Topics that will be carried on at the WRC also include workshops, as Keller mentioned, like the Sex Toy Workshop, Alternative Menstrual Products Workshop, DIY Cosmetics Workshop and Consent Workshop from the organization Philly Stands Up. Jovanna Hernandez ’13, one of the house sitters of the WRC, found the Transformative Justice workshop from Philly Stands Up last year to be very impressive. The workshop taught participants how to be accountable, self-sustainable and how to solve sexual assault problems, like violence among romantic partners. “They really talk about ways that aim to face the problems,” Hernandez said. The issue of sexual assault on campus and the College’s policy regarding it has become a widely discussed topic among students, according to Raisa Reyes ’15, one of the house sitters of the WRC. She feels that the college should make the policies on this issue clear to more students.

Issues related to women contain many different aspects that lead to many concerns and thoughts. Joan O’Bryan ’13, a house sitter at the WRC, cares about women in America’s work force, as the US is one of only three countries in the world where women do not get paid when they are on pregnancy leave. Emma Spady ’13, who came to the party on Saturday, talked about how women are sometimes supposed to act in certain ways in professional life, citing the sentences from her mother, a buisness woman, “My mother is always bothering me and saying that ‘Your hair is too long. Women with long hair don’t get respected in professional life. You also have to be very aggressive.’” Keller also expressed her ideas. She believes that women should be allowed to choose whatever they want to do, whether that be political activism or baking, filmmaking or knitting, and no one should judge them for it.

While the WRC provides room for many widely concerning women’s issues, it is not a place exclusive to women. It is rather a community where everyone is given the chance to meet new friends and is provided with an atmosphere in which people can talk freely, whether about popular singers or the troublesome things that happened in the week. “Our major difficulty right now I’d say is getting out that this is a gender friendly space — all genders are welcome,” Jacome said.

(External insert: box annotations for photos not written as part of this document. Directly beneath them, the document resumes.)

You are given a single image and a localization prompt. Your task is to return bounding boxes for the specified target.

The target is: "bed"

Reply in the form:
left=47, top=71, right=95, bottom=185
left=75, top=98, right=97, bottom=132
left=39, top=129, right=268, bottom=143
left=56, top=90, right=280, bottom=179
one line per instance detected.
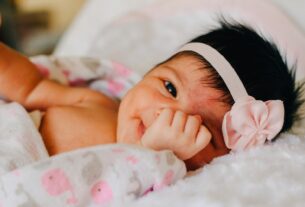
left=0, top=0, right=305, bottom=207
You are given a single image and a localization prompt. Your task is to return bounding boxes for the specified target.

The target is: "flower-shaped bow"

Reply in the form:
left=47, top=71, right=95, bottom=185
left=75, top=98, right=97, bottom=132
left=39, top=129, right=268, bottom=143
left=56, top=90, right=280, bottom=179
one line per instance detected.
left=222, top=96, right=284, bottom=151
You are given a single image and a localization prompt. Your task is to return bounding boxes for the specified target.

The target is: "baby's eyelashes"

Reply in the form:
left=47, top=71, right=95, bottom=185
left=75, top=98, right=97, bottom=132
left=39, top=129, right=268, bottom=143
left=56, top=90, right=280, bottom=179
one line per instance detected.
left=164, top=80, right=177, bottom=98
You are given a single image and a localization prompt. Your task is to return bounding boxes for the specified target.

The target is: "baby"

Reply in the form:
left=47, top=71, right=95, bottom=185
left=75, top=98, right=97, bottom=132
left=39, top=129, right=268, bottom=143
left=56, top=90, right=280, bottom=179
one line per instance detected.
left=0, top=22, right=301, bottom=169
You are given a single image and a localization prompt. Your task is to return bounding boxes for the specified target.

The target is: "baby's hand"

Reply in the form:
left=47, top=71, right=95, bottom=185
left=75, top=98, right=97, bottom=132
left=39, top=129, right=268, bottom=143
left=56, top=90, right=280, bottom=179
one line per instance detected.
left=141, top=108, right=212, bottom=160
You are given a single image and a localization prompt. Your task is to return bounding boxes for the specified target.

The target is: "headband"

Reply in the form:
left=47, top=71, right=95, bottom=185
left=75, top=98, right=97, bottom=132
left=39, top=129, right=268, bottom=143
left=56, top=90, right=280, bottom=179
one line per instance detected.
left=178, top=42, right=284, bottom=151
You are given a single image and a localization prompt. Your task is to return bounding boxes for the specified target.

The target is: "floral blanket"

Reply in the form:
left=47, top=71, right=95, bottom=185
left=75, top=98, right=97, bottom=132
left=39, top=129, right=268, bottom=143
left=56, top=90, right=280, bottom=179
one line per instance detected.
left=0, top=56, right=186, bottom=207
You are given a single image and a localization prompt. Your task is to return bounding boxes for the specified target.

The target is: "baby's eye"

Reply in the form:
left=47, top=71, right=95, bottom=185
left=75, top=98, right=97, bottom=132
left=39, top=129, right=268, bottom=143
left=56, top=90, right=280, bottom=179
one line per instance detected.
left=164, top=81, right=177, bottom=98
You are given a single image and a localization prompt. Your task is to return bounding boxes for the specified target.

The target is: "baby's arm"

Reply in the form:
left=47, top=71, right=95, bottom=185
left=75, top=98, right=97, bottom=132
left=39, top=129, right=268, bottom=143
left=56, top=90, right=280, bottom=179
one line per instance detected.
left=141, top=109, right=212, bottom=160
left=0, top=43, right=114, bottom=110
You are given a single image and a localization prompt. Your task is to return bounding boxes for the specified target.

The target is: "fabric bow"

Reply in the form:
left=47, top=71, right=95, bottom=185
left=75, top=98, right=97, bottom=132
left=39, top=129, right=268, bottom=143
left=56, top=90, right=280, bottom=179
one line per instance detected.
left=222, top=96, right=284, bottom=151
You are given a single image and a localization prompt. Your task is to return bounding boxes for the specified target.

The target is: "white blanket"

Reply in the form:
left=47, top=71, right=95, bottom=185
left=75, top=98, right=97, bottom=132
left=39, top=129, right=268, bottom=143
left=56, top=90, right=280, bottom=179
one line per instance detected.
left=121, top=134, right=305, bottom=207
left=0, top=103, right=186, bottom=207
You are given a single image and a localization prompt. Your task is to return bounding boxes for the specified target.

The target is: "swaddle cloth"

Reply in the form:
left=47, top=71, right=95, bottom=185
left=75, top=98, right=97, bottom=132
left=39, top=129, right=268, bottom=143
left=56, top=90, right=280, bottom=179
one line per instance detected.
left=0, top=144, right=186, bottom=207
left=0, top=103, right=48, bottom=175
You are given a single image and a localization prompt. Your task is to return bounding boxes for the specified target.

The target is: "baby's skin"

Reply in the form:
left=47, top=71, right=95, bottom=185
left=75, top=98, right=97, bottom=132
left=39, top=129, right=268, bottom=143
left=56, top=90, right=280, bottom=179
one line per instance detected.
left=0, top=44, right=230, bottom=169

For people who enjoy art and crafts and creating products that they need by themselves, there are weekly skill sharing events during open hours, which are Monday-Thursday 7-11pm and Sunday 5:30-7:30pm, that give participants instructions on knitting, mug painting and zine making, etc. Next Friday, Feb. 24 from 4 to 6 p.m., people will also make lavender satchels, learn about good sleep habits, and taste test different kinds of tea at the slumber party in Shane lounge.